OK, so it's a little maudlin. But despite the fact that Alyosha is a devout Christian, and despite his promise to the boys that they will meet in heaven, this ending is most concerned with this world. Alyosha asks the boys to examine how they feel at this moment and remember it as a source of ethical behavior throughout the rest of their lives. Then, off they go to eat pancakes. The pancakes, Alyosha points out, are important.

So, what's the lesson for writers in these two endings?
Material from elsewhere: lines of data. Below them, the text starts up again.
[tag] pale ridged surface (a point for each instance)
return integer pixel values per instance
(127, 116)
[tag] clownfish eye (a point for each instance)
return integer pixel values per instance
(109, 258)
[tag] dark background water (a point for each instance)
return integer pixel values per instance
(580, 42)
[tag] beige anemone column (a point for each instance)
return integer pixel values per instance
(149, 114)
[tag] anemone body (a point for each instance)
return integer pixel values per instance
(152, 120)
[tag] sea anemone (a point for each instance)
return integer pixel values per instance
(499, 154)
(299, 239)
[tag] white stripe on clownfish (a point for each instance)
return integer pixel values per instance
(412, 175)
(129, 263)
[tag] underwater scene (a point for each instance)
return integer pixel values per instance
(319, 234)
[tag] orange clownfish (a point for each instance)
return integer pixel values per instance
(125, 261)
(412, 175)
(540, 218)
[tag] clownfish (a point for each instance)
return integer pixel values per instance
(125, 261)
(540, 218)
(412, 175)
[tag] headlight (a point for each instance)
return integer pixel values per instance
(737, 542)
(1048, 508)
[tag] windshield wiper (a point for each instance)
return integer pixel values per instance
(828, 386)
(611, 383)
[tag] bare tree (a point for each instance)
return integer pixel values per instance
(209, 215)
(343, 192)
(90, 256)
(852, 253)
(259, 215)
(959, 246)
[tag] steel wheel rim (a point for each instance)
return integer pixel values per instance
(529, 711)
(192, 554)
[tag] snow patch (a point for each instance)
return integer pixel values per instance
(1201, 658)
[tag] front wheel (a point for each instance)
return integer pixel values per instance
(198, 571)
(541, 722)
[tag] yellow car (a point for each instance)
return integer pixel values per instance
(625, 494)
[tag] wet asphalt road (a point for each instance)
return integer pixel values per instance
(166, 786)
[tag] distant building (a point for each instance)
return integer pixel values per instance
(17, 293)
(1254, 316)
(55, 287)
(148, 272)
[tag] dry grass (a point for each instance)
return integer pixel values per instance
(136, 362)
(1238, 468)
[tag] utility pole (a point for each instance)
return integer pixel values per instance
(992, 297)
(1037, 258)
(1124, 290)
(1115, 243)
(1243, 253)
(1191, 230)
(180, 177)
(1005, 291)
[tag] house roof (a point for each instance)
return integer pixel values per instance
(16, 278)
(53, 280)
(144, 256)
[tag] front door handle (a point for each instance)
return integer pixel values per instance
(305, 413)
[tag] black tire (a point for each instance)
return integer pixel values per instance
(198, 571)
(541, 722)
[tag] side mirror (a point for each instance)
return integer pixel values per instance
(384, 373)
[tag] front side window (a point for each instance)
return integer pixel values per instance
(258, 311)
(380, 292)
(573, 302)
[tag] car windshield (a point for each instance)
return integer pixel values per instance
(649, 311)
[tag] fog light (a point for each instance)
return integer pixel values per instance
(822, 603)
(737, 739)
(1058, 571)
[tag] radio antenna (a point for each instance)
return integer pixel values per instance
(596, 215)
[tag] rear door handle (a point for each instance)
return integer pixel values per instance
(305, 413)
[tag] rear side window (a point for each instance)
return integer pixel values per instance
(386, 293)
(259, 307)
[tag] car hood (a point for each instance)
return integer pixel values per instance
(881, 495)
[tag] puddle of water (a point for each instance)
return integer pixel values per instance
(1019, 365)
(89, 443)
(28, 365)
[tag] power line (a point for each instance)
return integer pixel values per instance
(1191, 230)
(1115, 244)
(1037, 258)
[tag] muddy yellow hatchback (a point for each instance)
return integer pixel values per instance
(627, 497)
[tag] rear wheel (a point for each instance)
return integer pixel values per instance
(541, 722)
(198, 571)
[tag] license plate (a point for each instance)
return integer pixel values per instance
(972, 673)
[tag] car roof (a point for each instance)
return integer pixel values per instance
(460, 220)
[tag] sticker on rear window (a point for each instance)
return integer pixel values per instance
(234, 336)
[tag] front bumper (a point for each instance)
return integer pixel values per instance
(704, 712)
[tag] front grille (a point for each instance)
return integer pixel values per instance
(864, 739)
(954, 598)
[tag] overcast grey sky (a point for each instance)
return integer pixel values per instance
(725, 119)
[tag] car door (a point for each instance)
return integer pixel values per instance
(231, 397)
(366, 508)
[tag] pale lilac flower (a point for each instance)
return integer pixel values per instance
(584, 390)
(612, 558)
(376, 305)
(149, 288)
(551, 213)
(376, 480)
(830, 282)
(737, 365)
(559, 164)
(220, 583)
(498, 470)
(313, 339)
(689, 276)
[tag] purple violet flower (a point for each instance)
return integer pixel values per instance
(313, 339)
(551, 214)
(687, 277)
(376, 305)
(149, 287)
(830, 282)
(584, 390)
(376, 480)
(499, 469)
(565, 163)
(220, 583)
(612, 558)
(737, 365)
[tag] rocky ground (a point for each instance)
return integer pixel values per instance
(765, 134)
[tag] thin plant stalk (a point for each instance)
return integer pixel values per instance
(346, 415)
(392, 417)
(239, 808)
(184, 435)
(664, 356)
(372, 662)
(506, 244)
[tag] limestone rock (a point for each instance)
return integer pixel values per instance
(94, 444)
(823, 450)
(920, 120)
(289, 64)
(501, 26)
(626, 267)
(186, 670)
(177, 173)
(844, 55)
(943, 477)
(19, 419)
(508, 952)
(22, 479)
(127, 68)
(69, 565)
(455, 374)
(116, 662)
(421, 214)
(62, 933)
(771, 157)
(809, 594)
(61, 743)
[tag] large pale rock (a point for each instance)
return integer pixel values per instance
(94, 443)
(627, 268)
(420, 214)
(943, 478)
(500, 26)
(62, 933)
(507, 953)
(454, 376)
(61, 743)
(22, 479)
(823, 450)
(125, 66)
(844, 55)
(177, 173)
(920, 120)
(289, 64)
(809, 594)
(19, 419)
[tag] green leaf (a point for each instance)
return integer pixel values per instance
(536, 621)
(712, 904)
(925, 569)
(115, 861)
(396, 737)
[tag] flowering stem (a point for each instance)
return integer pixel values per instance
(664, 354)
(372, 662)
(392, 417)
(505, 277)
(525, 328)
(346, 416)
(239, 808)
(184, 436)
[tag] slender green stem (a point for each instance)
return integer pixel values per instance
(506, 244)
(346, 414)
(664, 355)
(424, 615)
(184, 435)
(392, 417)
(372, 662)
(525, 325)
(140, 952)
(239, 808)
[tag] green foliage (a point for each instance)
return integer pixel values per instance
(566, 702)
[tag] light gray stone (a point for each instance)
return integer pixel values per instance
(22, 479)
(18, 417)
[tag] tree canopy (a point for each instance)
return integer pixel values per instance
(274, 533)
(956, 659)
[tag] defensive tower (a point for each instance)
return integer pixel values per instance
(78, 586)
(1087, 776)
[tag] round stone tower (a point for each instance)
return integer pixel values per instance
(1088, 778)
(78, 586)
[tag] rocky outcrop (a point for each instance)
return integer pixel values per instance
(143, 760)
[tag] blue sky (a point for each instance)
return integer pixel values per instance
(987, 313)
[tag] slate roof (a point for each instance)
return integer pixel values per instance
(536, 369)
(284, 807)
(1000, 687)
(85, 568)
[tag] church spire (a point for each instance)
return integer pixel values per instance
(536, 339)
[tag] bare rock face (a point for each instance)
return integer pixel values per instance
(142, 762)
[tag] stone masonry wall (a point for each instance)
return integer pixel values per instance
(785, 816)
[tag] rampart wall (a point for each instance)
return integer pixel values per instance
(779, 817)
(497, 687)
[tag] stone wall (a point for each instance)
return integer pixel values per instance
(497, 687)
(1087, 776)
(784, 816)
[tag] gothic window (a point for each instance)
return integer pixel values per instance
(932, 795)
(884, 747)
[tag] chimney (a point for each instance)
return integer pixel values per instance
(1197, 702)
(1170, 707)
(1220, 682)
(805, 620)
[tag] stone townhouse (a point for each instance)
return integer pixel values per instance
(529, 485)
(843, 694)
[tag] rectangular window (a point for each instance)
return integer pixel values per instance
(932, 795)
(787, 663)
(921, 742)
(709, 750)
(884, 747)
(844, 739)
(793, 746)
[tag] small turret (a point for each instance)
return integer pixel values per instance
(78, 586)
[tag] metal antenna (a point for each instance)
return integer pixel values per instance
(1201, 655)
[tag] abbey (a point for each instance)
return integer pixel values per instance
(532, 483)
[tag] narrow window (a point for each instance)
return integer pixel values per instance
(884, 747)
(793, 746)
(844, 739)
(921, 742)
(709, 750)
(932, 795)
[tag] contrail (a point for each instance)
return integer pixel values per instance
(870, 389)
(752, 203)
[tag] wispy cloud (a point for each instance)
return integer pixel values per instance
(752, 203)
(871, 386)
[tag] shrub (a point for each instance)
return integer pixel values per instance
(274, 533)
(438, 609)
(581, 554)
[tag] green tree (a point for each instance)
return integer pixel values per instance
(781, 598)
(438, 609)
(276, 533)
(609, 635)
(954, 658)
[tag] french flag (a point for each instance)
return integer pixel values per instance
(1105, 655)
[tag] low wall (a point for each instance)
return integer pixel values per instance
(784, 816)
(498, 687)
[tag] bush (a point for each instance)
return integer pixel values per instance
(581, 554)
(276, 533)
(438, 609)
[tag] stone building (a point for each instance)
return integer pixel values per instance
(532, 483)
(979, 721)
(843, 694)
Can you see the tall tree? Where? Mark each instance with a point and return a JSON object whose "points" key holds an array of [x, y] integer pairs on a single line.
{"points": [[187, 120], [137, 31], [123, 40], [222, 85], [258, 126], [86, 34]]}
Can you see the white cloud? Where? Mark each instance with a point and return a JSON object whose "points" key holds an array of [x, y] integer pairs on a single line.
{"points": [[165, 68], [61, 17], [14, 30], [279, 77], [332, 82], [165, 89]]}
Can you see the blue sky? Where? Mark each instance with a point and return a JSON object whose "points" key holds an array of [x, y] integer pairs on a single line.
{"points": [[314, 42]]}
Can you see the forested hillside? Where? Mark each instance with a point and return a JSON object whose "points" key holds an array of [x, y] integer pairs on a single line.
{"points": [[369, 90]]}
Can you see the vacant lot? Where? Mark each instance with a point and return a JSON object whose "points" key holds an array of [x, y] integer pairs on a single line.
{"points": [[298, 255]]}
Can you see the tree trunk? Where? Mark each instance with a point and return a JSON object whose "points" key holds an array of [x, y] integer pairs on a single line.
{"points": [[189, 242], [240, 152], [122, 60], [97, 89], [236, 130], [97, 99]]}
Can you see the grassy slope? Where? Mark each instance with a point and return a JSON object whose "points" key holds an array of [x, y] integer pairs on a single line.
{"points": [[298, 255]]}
Well, if you're going to do metaphysics, which I highly recommend you try, remember the "physics" is just as important as the "meta." It's fine to leave some plot lines untied, especially if you address that untied state somehow at the end (a trial where the arguments are persuasive on both sides is just one way to do that sort of thing). But it is not fine to simply dismiss the reader's interest in those plot lines by claiming they should not have cared about them--that was "just" worldly stuff that doesn't matter in the end. Stories, even fabulist ones, are made of worldly concerns. Lost just told us that we were watching all those years for no good reason.

UPDATE: I should point out that my thinking on Lost was influenced by this piece in the NYT by Mike Hale. As Hale mentions, in the last episode, Desmond actually says "None of this matters," which may be a way for the writers to get us used to that possibility.